TDS deduction on prizes paid in kind and on offering holiday trips ?

How the TDS deducted on prizes paid in kind ? and how the TDS is deducted in the form of giving holiday trips as prizes ?

Under Section 194B of the Income Tax Act 1961, 30 per cent tax is deducted on any prize money in excess of Rs 10,000 and other winnings from games, lotteries etc. This is deducted at source (TDS). A Three per cent education cess is payable on the tax amount.

While filing your income tax return you must include prize money under ‘income from other sources’ and, you must submit the TDS certificate as proof that you have paid all the tax due against the prize money.

Number of game shows or talent shows or prize organizers or institutions opt for a combination of cash and kind. The tax liability on cash prizes can be arrived at by a simple calculation, but this is not the case with prizes in kind. Although the applicable tax rate is the same, that is, 30 per cent, it poses a challenge on two fronts — who bears the tax liability and what is the valuation of the prize? “If the prizes awarded are in kind, the prize distributor will, before releasing the prize, ensure that tax has been paid in respect of the winnings. It will either recover it from the winner or bear the tax liability itself and deposit TDS.

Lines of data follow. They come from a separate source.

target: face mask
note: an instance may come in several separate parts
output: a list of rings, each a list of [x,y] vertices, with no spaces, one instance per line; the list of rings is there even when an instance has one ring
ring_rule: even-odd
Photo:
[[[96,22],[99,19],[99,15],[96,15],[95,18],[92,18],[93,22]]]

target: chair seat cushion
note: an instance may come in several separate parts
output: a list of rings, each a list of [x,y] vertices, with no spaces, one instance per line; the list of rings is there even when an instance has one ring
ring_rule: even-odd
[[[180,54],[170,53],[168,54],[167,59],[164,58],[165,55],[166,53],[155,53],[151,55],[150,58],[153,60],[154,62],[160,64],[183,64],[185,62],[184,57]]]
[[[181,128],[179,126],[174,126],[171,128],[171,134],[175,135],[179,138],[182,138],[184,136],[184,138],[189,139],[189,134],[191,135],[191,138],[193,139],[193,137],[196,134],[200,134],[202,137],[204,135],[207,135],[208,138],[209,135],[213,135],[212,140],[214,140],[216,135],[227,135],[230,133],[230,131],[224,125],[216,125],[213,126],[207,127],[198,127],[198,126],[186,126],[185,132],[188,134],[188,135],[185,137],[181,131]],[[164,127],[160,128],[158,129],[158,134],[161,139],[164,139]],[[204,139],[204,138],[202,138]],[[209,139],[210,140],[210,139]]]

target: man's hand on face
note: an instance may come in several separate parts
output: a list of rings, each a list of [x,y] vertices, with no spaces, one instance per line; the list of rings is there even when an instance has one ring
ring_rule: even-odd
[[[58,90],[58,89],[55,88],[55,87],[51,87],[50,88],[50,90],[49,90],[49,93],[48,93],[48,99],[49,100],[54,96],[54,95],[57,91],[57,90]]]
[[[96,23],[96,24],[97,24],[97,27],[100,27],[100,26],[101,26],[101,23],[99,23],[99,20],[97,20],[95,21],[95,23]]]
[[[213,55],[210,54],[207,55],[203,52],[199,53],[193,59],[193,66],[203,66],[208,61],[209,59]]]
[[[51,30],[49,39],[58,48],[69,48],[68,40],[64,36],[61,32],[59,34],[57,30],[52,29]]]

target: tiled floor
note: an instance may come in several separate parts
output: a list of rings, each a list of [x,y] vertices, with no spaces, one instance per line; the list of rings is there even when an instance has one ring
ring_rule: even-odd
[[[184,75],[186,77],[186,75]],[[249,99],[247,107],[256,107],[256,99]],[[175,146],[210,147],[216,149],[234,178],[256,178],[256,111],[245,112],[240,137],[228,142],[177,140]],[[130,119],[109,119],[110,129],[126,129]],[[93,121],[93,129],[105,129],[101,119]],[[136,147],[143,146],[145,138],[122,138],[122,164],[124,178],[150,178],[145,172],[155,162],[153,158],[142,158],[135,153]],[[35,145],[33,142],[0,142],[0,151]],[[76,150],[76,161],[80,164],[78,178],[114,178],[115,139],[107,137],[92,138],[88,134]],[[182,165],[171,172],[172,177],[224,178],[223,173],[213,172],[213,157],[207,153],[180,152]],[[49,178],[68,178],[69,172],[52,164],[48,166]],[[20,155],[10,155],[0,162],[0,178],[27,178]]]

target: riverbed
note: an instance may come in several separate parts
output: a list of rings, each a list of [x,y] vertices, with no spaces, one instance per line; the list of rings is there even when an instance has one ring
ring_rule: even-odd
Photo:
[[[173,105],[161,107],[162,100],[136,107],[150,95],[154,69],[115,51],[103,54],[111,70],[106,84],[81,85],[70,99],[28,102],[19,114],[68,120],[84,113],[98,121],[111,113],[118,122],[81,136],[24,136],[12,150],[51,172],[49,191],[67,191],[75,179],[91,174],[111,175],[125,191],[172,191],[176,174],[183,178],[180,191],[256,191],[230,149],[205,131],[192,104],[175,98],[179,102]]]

But if prizes are partly in cash and partly in kind, tax is deducted on the total value of the cash and kind from the cash. And, if the cash is insufficient to meet the TDS liability, either the winner or the prize distributor pays the deficit. This will depend entirely on the  terms and conditions of prize scheme. Say, you win a car with a market value of Rs 7 lakh and the conditions require you to bear the tax liability. You will have to cough up Rs 2.1 lakh tax, and Rs 6,300 education cess. Then there are registration charges, road tax, octroi and insurance, which must be borne by the winner.

Guidelines for valuing prizes, including holidays, insurance products and even contracts awarded by channels to winners, are unclear. The valuation will be largely circumstantial. For instance, to value a holiday, you may have to consider how much it costs an unrelated third party.